# Little wheels & good bike : Bike Friday !!



## Pierre (Jan 29, 2004)

This model is the Pocket Rocket Pro, 2002 model with full triple chorus 10spd. It packs in a regular case and rides just like any other bike.

Pierre


----------



## 4bykn (Jan 28, 2001)

Pierre said:


> This model is the Pocket Rocket Pro, 2002 model with full triple chorus 10spd. It packs in a regular case and rides just like any other bike.
> 
> Pierre


I'm curious...does the smaller size of the wheels require special chain rings?


----------



## Pierre (Jan 29, 2004)

*Yep it does*

small wheels -> larger chainrings. I have a triple, current rings are 39/48/60. The large chainring looks very big compared to the wheel  I'm actually looking for a 36t instead of the 39, but can't manage to get one.

Pierre


----------



## margoC (Jan 22, 2004)

It would be cool if you could post a pic with someone on or riding it. I think it's just the angle but it looks like the crankarms won't clear the pavement. Looks interesting, good concept.


----------



## Pierre (Jan 29, 2004)

*Picture in full action*

The picture that is on the front webpage of the company that makes them: Lon Haldeman, twice winner of RAAM (Race Across America), and I think he is the current race director... he holds a training week specific for riders of Bike Fridays.

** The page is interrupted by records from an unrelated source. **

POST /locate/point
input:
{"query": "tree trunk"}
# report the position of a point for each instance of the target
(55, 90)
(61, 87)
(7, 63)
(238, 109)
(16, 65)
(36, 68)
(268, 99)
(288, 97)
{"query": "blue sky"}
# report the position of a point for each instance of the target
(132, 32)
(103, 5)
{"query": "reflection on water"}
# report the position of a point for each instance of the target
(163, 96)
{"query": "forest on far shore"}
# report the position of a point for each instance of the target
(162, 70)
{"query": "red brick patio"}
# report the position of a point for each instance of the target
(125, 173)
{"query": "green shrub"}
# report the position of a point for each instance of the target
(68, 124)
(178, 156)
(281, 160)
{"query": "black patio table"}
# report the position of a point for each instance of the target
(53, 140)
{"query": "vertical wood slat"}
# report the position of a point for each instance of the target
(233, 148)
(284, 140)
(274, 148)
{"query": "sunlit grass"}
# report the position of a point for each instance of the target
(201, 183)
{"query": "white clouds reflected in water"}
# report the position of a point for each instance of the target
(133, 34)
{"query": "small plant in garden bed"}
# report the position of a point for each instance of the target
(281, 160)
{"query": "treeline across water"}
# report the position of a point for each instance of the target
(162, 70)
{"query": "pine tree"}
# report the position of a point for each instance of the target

Before buying it, I've read lots of reviews about folding bikes, and those are the ones that seemed to get the best ratings. Better ratings than S&S couplers or Moulton bikes for instance. Yesterday on a century, I saw a woman who uses the same as mine. I've already seen her on a 200km ride and I think she does double centuries as well on it.

Pierre


----------